Horrocks’ debut feature film Third Contact was shot on an HV30 consumer camcorder for a total budget of £4000 and completed in 2012. Horrocks filmed virtually without a crew, operating the camera himself. A friend and girlfriend took turns recording sound over the year-long shoot. Horrocks completed editing, grading and sound design alone, co-writing the film's score with Sarah Fogg. After successfully raising £15,000 on kickstarter for theatrical distribution, the film received its global premiere at the BFI IMAX on 2 September 2013. When many of the film's online supporters came forward to help, Horrocks worked with them to run cinema on demand campaigns. Using indiegogo (where people wishing to attend would pledge for seats at the show), Horrocks took the film to cinemas in USA, Canada, Belgium, Switzerland and around the UK.

In 2014, using the same crowdfunding strategy they had used to bring Third Contact to Zürich, Horrocks assisted the creation of the Mobile Motion Film Festival which was founded by Andrea Holle, aiming to "create a festival which provides a level playing field for filmmakers, where talent, creativity and hard work counts more than budget and industry connections."

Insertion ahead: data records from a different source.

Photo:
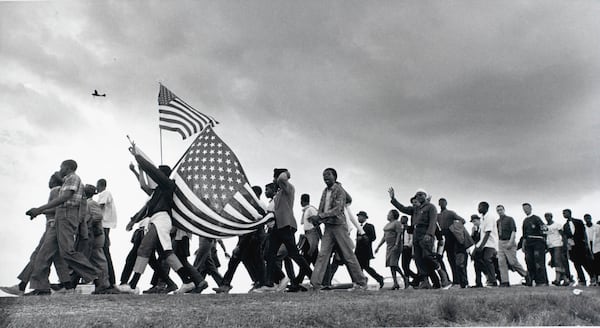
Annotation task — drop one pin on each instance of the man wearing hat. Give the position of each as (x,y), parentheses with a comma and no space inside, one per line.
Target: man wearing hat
(284,230)
(364,248)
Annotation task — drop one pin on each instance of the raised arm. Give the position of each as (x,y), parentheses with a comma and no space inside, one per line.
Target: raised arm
(404,209)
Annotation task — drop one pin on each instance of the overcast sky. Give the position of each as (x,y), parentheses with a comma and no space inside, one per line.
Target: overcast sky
(472,101)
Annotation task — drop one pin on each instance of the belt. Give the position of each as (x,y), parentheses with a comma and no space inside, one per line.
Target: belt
(68,206)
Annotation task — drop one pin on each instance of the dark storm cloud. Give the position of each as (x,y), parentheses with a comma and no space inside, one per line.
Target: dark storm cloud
(474,92)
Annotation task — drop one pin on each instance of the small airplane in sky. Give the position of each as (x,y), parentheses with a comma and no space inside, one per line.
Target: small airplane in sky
(96,94)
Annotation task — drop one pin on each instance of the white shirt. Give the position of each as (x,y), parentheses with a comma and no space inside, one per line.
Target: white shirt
(109,211)
(553,236)
(489,224)
(593,234)
(407,238)
(307,212)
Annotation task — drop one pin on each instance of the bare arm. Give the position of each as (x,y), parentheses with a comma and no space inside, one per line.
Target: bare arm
(33,212)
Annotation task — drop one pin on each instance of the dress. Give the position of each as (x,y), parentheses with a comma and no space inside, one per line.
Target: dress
(390,234)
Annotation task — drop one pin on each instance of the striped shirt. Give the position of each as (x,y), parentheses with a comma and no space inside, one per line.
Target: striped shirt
(72,183)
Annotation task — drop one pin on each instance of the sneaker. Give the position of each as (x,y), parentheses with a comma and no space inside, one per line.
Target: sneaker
(266,289)
(222,289)
(152,290)
(282,285)
(185,288)
(62,291)
(38,292)
(296,288)
(166,289)
(13,290)
(126,289)
(198,289)
(423,285)
(106,291)
(357,287)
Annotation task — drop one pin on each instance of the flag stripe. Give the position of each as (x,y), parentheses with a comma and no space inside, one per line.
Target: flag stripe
(253,195)
(247,206)
(176,115)
(202,212)
(174,109)
(191,112)
(175,122)
(178,130)
(213,196)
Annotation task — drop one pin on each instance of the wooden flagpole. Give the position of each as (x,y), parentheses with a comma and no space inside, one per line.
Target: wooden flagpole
(161,161)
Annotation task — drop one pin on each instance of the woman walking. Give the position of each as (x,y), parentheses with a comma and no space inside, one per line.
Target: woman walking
(393,233)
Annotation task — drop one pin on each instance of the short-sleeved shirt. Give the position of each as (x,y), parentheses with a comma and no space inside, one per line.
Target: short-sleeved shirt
(533,227)
(553,235)
(506,226)
(489,224)
(109,214)
(72,182)
(593,234)
(307,212)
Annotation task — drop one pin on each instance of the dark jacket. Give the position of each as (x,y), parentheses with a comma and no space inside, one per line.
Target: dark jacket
(162,197)
(364,243)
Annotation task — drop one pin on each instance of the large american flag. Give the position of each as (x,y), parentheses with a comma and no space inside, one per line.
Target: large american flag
(213,197)
(175,115)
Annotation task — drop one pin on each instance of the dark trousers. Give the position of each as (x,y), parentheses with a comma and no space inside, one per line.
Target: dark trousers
(286,237)
(136,239)
(423,254)
(486,265)
(581,260)
(535,258)
(106,248)
(204,262)
(239,254)
(450,249)
(62,269)
(61,242)
(181,248)
(461,269)
(406,258)
(365,265)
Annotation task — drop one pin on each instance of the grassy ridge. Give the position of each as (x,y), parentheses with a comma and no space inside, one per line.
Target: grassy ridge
(545,306)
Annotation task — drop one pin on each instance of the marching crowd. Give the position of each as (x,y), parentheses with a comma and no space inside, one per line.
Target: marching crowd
(79,219)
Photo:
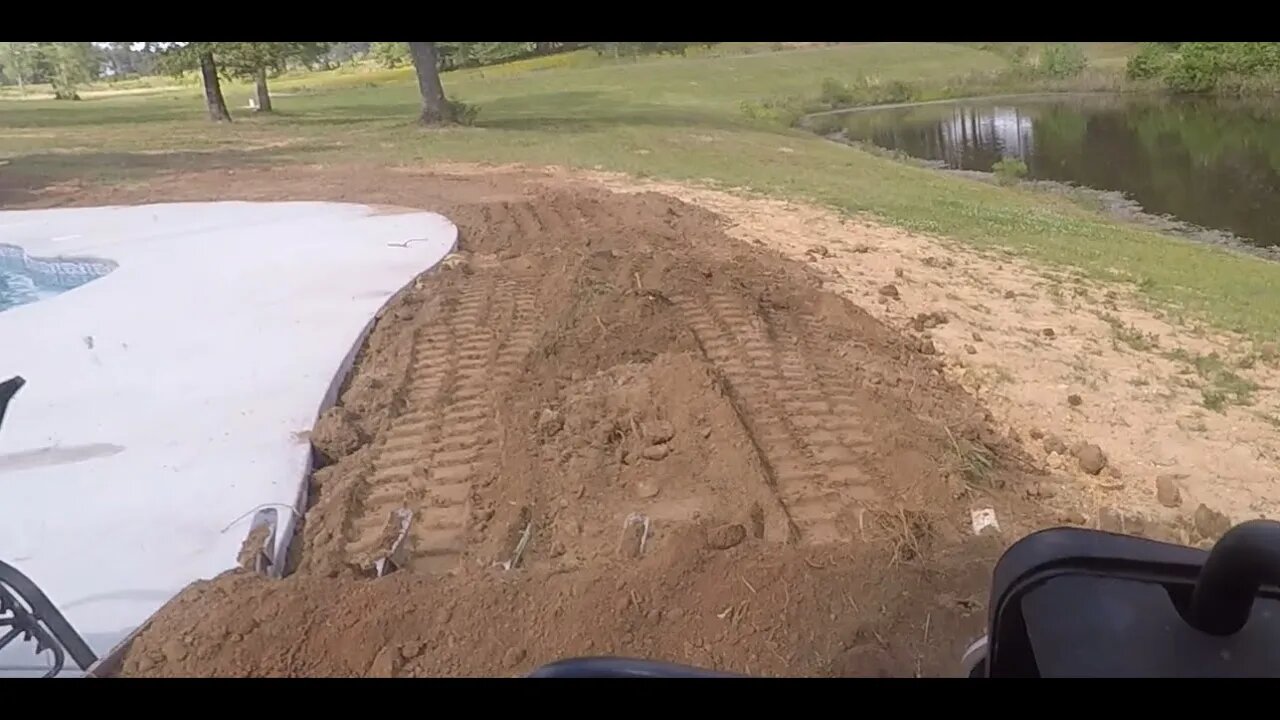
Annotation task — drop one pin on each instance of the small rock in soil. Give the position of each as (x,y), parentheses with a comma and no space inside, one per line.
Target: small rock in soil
(1168,492)
(1041,490)
(1110,520)
(661,432)
(1072,518)
(726,536)
(647,488)
(385,664)
(1210,524)
(1054,443)
(657,451)
(1092,459)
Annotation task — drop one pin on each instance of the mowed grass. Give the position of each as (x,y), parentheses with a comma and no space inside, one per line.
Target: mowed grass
(675,118)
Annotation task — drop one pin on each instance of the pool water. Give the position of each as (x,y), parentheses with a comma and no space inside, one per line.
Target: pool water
(24,278)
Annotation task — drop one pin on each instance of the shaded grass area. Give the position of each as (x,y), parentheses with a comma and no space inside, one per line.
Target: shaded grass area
(676,118)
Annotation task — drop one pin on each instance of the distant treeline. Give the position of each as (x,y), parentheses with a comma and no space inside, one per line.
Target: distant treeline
(1208,67)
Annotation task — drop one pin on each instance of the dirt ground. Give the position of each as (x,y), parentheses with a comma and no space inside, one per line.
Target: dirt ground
(676,423)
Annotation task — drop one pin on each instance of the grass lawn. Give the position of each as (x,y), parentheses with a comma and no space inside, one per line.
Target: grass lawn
(676,118)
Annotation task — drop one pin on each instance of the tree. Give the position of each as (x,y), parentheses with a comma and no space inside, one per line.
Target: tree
(426,63)
(18,60)
(177,58)
(389,54)
(73,65)
(256,59)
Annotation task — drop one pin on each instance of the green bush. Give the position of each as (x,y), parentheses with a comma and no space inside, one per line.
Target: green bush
(1009,171)
(1061,60)
(1148,62)
(389,54)
(835,94)
(1197,68)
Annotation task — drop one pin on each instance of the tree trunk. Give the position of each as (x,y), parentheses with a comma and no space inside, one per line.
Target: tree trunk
(426,63)
(264,98)
(213,90)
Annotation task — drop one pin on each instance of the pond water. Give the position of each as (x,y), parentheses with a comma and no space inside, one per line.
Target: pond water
(1211,163)
(24,278)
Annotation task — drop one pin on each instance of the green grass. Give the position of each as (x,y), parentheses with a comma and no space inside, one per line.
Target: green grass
(676,118)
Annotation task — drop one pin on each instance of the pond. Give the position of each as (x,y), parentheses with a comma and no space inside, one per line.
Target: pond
(1210,163)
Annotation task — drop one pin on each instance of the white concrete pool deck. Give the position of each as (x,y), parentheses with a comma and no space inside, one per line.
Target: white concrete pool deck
(168,400)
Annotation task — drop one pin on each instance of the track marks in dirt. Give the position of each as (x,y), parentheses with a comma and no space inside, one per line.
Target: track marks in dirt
(803,422)
(433,454)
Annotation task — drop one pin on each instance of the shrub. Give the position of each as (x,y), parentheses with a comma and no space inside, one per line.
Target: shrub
(1148,62)
(389,54)
(1061,60)
(835,94)
(1197,68)
(1009,171)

The same year, Horrocks embarked on his second major film project, Kosmos starring Jeff Dahlgren and Virginia Hey. Written as a 5-part free-to-view web series, the show was funded using kickstarter, raising £31,826 at the end of 2014. When a £3000 pledge dropped, leaving the production short of funds, Horrocks ran a 2nd campaign to cover the loss, reaching the target in only 94 minutes. Shooting took place over 3 weeks in February and March 2015. With no money left at the end, Horrocks took on all post-production tasks himself, teaching himself basic CGI knowledge to complete the film's SciFi effects. With the series left on a giant cliff-hanger, Horrocks decided to continue the story as a SciFi book called A Race Of Minds, which he wrote in 2016 and published via Amazon in early 2017.